The Selway at Last
Happy to Not Row
Story and Photos by Ray Brooks
I first entered the U.S. Forest Service’s Selway River lottery, along with my wife Dorita and other rafting friends, in 1993. It’s a very tough lottery to win. Only one group a day can launch on the Selway and only three private groups can launch each week. The river, which drains the west side of the Bitterroot Mountains that form most of the Idaho–Montana border, is often high and dangerous until the last week in June, and then it goes down rapidly and by mid-July is usually too low and rocky for rafts.
It was the only U.S. river included in the 1964 Wilderness Act, as part of the Selway-Bitterroot Wilderness, and then it was designated “wild” under the 1968 Wild and Scenic Rivers Act, one of only eight rivers in the country that originally were protected by that landmark legislation.

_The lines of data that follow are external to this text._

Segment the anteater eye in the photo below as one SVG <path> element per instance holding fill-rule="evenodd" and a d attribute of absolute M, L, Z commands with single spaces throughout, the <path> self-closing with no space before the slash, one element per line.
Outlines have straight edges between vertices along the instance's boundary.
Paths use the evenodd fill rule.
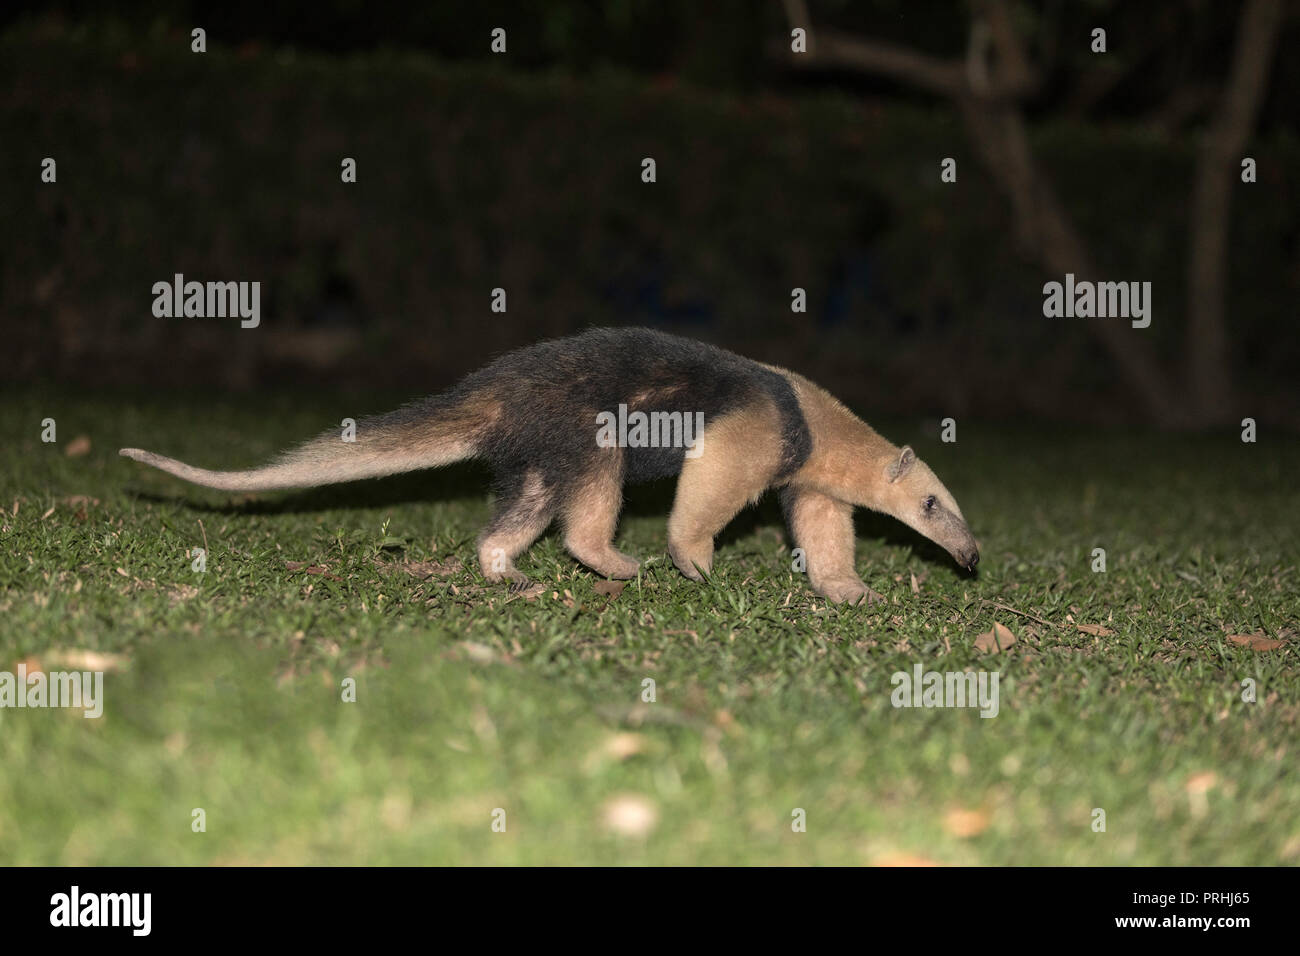
<path fill-rule="evenodd" d="M 925 499 L 925 501 L 923 501 L 923 502 L 921 502 L 921 503 L 922 503 L 923 505 L 925 505 L 925 510 L 926 510 L 926 511 L 933 511 L 933 510 L 934 510 L 934 495 L 929 495 L 929 496 Z"/>

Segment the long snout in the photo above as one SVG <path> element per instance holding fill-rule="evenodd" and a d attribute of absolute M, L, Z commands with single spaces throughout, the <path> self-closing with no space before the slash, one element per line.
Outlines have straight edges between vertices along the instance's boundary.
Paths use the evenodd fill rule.
<path fill-rule="evenodd" d="M 968 538 L 957 547 L 950 549 L 948 553 L 967 571 L 974 571 L 975 566 L 980 563 L 980 545 L 974 538 Z"/>
<path fill-rule="evenodd" d="M 980 543 L 960 514 L 940 509 L 928 518 L 902 520 L 947 551 L 967 571 L 974 571 L 980 563 Z"/>
<path fill-rule="evenodd" d="M 941 543 L 952 555 L 952 559 L 967 571 L 974 571 L 980 563 L 980 543 L 975 540 L 975 535 L 971 534 L 966 522 L 960 518 L 953 520 L 945 538 Z"/>

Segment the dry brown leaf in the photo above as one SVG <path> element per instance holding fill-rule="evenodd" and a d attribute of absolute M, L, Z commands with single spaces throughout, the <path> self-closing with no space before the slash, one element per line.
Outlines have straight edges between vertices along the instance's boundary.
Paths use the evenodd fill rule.
<path fill-rule="evenodd" d="M 381 561 L 375 559 L 373 562 L 376 568 L 381 571 L 390 569 L 396 571 L 405 571 L 407 574 L 417 577 L 422 581 L 428 581 L 431 578 L 445 578 L 457 571 L 460 571 L 463 565 L 460 559 L 451 556 L 445 561 Z"/>
<path fill-rule="evenodd" d="M 1011 628 L 998 624 L 993 624 L 993 630 L 985 631 L 979 637 L 975 638 L 975 647 L 981 651 L 991 651 L 997 654 L 1004 651 L 1016 642 L 1016 635 L 1011 633 Z"/>
<path fill-rule="evenodd" d="M 592 587 L 594 588 L 597 594 L 604 594 L 608 596 L 611 601 L 613 601 L 620 594 L 623 593 L 623 589 L 627 587 L 627 582 L 626 581 L 597 581 L 594 585 L 592 585 Z"/>
<path fill-rule="evenodd" d="M 1294 860 L 1296 857 L 1300 857 L 1300 833 L 1283 843 L 1282 849 L 1278 851 L 1277 855 L 1283 860 Z"/>
<path fill-rule="evenodd" d="M 1281 641 L 1265 637 L 1263 634 L 1229 634 L 1228 640 L 1233 644 L 1248 647 L 1252 651 L 1275 651 L 1282 646 Z"/>
<path fill-rule="evenodd" d="M 644 837 L 659 823 L 659 808 L 638 793 L 625 793 L 605 803 L 605 827 L 620 836 Z"/>
<path fill-rule="evenodd" d="M 78 435 L 72 441 L 68 442 L 68 447 L 63 449 L 63 453 L 69 458 L 81 458 L 83 455 L 90 454 L 90 436 Z"/>
<path fill-rule="evenodd" d="M 329 578 L 331 581 L 343 580 L 337 574 L 331 574 L 329 568 L 320 564 L 309 566 L 303 561 L 286 561 L 284 566 L 290 571 L 301 571 L 303 574 L 319 574 L 321 577 Z"/>
<path fill-rule="evenodd" d="M 984 810 L 952 810 L 943 818 L 943 828 L 963 840 L 979 836 L 988 825 L 989 815 Z"/>
<path fill-rule="evenodd" d="M 115 671 L 120 670 L 127 662 L 125 654 L 110 654 L 107 651 L 89 651 L 74 647 L 52 648 L 41 656 L 47 665 L 76 671 Z"/>
<path fill-rule="evenodd" d="M 1111 637 L 1115 633 L 1110 628 L 1104 627 L 1101 624 L 1076 624 L 1074 626 L 1085 634 L 1091 634 L 1093 637 Z"/>
<path fill-rule="evenodd" d="M 645 753 L 647 742 L 642 734 L 623 731 L 612 735 L 606 740 L 602 751 L 606 756 L 613 757 L 615 760 L 626 760 L 628 757 L 635 757 L 637 754 Z"/>
<path fill-rule="evenodd" d="M 497 659 L 497 652 L 486 644 L 479 644 L 475 641 L 461 641 L 460 648 L 475 664 L 491 664 Z"/>

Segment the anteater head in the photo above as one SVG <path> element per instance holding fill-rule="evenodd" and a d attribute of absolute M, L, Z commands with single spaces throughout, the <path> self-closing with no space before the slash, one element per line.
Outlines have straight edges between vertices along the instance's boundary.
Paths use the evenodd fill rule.
<path fill-rule="evenodd" d="M 882 500 L 874 507 L 897 518 L 952 555 L 968 571 L 980 561 L 979 542 L 943 483 L 904 446 L 884 465 Z"/>

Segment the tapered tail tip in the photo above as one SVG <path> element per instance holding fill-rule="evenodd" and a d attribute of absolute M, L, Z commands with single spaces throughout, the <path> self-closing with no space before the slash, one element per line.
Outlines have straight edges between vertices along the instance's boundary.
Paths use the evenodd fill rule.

After about eight years of losing the Selway lottery, our group gave up on it and concentrated on the Middle Fork Salmon lottery, which one of us would win every three or four years.
Much time went by and then on June 1 of this year, I got an email from a Selway River outfitter. There had been cancellations on a five-day trip that started June 18. Only ten passengers were allowed on the float. Did I want to go? We signed up within a few hours, paid our fees, and made ready. The well-respected Idaho outfitter would provide everything for the trip except our personal clothing.
I had wanted to do this for more than a half-century.